Amante de música, desde cedo frequentou concertos e estabeleceu a comparação entre música e ciência. Defendeu que a arquitetura musical era paralela ao travejamento do trabalho científico, pois a harmonia estimulava a criação baseada no raciocínio, mas integrando ingredientes emocionais.

O facto de rer sido criado no bairro da Politécnica facilitou ao jovem estudante os primeiros contactos académicos. Na escola primária, conviveu com os filhos do embriologista e professor Augusto Celestino da Costa. No liceu, conheceu o amigo, futuro dermatologista e professor catedrático, Juvenal Alvarez Esteves. Conviveu com professores e alunos da Universidade, já que o pai fornecia os laboratórios universitários. 

Nos estudos universitários, a geografia à época estava ligada à história. No ensino secundário, predominavam as listas de nomes para decorar, que qualquer um podia ensinar. 

Ao ingressar na Faculdade de Letras da Universidade de Lisboa, Orlando Ribeiro encontrou “uma escola má com alguns professores excelentes”. Em geografia o ensino era inteiramente teórico e verbal. “Nunca fizemos uma excursão, nunca vimos um mapa de grande escala”. Influenciou-o o professor de História, Manuel Ramos, que condensava um parágrafo com uma rubrica à margem, permitindo-lhe retirar o fundamental do texto, hábito que Orlando Ribeiro adquiriu. Também o médico, primeiro professor português de Geografia a nível superior, Francisco Xavier da Silva Telles, o marcou.

Orlando Ribeiro proferiu a sua primeira conferência aquando da celebração do centenário da morte de Goethe, em 1932, ano em que concluiu a licenciatura. Nessa altura decidiu fazer doutoramento e carreira em ciência. 

Foi fora da faculdade que Orlando Ribeiro encontrou os verdadeiros mestres: Ernest Fleury, um geólogo suíço que ensinava no Instituto Superior Técnico (em 1932–1933 frequentou a sua cadeira, na qual se iniciou no trabalho de campo) e José Leite de Vasconcellos: “a ele, mais do que a ninguém, devo a posse de uma disciplina de trabalho e de um ideal de servir a Ciência”. Foi também nesta época que conheceu Manuel Viegas Guerreiro.

Assim que completou a licenciatura, lecionou no Colégio Infante de Sagres, em Lisboa, onde foi colega do filósofo Agostinho da Silva. Considerou o ensino secundário a melhor iniciação pedagógica, já que permitia aprender a tornar claras e atraentes as aulas e relacionar-se com os alunos. Hauriu pedagogias modernas, de Pestalozzi e Manuel Silva Leal, o diretor do colégio, dando importância ao ar livre.

Em 1934, iniciou um programa de viagens em Portugal, como bolseiro do Instituto de Alta Cultura, tomando conhecimento direto do território continental português. 

Aproveitou as férias de 1935 para participar no I Cruzeiro de Férias às Colónias, dirigido por Marcello Caetano. Aí conheceu a ilha da Madeira e as colónias da África ocidental, convivendo com autores que conheciam o pensamento de Gilberto Freyre, deixando-o recetivo ao luso-tropicalismo que marcou a sua análise do Brasil e Cabo Verde. 

No ano seguinte, defendeu a dissertação de doutoramento em Ciências Geográficas pela Faculdade de Letras de Lisboa. A dissertação, intitulada “Arrábida, Esboço Geográfico”, girou em torno dos mapas e bibliografia existentes, trabalho de campo e observações pessoais. A escolha do tema deveu-se à proximidade de Lisboa e à facilidade de transportes à época. 

Na dissertação, transparecem vários aspetos da personalidade do jovem investigador e da sua vida.
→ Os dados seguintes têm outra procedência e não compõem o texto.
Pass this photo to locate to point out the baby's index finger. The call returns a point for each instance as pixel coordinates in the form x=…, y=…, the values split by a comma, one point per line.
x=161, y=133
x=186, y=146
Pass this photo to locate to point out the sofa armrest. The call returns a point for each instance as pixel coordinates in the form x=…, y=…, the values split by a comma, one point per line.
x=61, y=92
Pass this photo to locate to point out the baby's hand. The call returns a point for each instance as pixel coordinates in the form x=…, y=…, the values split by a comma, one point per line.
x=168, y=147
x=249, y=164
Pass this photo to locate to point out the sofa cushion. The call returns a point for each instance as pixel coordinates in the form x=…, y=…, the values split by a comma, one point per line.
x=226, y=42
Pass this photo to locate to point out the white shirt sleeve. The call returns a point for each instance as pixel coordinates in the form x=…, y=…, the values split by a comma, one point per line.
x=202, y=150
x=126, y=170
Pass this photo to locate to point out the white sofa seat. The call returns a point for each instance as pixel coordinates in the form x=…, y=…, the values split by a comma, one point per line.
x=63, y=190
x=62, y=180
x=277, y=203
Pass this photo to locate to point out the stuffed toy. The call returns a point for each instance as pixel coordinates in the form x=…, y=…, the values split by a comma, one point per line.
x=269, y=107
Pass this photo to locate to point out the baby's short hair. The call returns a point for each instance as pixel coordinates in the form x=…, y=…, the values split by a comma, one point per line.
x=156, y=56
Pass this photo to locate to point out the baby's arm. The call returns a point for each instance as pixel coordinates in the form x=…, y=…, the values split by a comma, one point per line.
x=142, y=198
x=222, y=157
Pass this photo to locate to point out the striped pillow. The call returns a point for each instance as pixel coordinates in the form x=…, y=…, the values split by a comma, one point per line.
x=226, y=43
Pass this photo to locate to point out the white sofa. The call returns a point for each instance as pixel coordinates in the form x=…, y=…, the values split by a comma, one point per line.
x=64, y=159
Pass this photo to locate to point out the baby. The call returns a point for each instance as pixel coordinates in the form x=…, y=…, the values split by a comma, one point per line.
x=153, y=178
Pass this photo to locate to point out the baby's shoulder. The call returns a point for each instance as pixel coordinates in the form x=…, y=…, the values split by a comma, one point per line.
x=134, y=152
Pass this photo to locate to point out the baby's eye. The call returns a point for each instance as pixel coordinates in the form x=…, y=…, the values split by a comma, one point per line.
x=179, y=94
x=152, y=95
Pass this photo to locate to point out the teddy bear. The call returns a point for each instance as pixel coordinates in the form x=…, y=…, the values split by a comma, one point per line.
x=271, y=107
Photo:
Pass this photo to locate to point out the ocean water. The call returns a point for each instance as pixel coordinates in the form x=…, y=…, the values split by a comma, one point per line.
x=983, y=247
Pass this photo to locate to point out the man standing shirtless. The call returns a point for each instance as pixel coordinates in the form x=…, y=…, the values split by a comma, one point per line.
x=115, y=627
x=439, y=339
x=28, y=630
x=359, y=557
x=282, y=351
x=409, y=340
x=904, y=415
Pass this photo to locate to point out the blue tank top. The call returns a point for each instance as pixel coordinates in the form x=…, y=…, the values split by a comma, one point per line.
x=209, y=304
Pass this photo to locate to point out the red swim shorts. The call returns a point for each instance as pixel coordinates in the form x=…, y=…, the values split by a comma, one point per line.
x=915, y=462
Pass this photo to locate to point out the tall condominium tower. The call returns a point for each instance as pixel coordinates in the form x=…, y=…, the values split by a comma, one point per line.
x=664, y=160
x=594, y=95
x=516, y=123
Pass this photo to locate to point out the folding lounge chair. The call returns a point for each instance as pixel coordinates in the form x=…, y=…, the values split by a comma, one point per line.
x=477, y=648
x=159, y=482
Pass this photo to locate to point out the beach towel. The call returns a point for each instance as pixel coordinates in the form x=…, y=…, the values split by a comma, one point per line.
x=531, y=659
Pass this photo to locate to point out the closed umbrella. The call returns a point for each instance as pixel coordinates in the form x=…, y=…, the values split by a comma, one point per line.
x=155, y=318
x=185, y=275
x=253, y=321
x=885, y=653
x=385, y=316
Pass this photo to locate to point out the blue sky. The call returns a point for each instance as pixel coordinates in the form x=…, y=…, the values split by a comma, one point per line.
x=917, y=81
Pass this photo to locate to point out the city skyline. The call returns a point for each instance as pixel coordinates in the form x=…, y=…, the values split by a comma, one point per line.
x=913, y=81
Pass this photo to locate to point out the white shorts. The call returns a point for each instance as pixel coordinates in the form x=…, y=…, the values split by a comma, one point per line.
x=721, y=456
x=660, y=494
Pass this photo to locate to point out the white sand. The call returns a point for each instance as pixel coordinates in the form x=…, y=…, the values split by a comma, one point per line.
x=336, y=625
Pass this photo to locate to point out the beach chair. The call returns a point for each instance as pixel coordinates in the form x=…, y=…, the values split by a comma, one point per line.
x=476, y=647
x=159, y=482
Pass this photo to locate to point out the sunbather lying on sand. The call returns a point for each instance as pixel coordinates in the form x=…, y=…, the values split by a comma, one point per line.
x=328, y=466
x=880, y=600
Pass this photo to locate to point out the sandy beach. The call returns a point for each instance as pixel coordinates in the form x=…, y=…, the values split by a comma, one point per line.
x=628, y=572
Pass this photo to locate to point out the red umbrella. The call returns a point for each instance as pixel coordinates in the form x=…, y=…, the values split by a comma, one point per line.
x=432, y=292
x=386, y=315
Por um lado, a sua ambição científica, (planeando estudos mais abrangentes para o futuro), a sua admiração pelo povo (preferindo as designações populares em aspetos do relevo e da vegetação) e o prazer da descoberta. Para Ribeiro, a ciência era um atraente exercício de espírito com proveito educativo. Inovou no quadro territorial abordado, escolhendo uma serra. Reconheceu a necessidade de gravuras e mapas (com o tempo ganhou o hábito de se deslocar no campo com o mapa e martelo — para identificar rochas ou colher amostras — e depois, com a máquina fotográfica), não os incluindo na dissertação por limitações financeiras. A observação direta no campo ganhou importância fundamental, tal como a escala local. A geografia foi a única disciplina abordada, autonomizando-se da história, pois os fenómenos temporais suportavam apenas a geografia humana.

Cinco dos capítulos da tese foram dedicados às características físicas: “Arquitetura do Solo”, “Fatores do Relevo”, “Formas do Relevo”, “O Litoral”, “Clima e Vegetação” e um único dedicado a “Alguns Aspetos de Geografia Humana”. Os dois primeiros serviram de base, ao explicarem aspetos da estrutura e tectónica, orogenia e sismologia, a natureza das rochas ou erosão, a individualização e caracterização de cada unidade que compunha a serra e o litoral. Faltando dados e bibliografia climatológica, para lá de obras gerais, o autor cingiu-se “a observações pessoais e informações colhidas entre os habitantes”. A vegetação já estudada, foi alvo de uma descrição cuidadosa e atenta. O seu estilo era escorreito. No que respeita à parte humana, limitou-se a indicar os aspetos essenciais, prometendo um trabalho mais desenvolvido sobre a península de Setúbal. “Ocupação Económica” (apropriação da Natureza) e “Povoamento” (apropriação do território) são os aspetos mais marcantes da geografia, “isto é, aqueles por que principalmente se exprimem na paisagem a presença do homem”. Concluiu com os “Factos de Circulação” (transportes e comércio, os fluxos).

A geografia humana da Arrábida articulou-se assim numa estrutura onde os fatores naturais jogaram um papel explicativo relevante da realidade geográfica: “A razão principal desta distribuição [da população] está no aproveitamento das águas (pesca, salinas, comunicações) e na natureza do solo arável”. Porém, a noção de região geográfica como síntese de características físicas e humanas, individualizadas e específicas de um espaço, foi defendida. A terminologia que tentou fixar serviu de apoio a uma síntese final. A “pequena região natural” que se propôs estudar nas primeiras páginas possuiu uma “individualidade geográfica” na conclusão. Ribeiro considerou a Arrábida “única pela estrutura entre as recentes montanhas portuguesas, polimórfica no relevo, no clima, na vegetação, na forma dos agrupamentos humanos”. Sustentou desconhecer “em Portugal, nenhum outro lugar onde, em tão pequeno espaço, se possam contemplar tão variados aspetos naturais. Esta riqueza de paisagens se por um lado dificulta muito o estudo geográfico da região, por outro, compensa o investigador com a diversidade de ensinamentos que lhe proporciona”.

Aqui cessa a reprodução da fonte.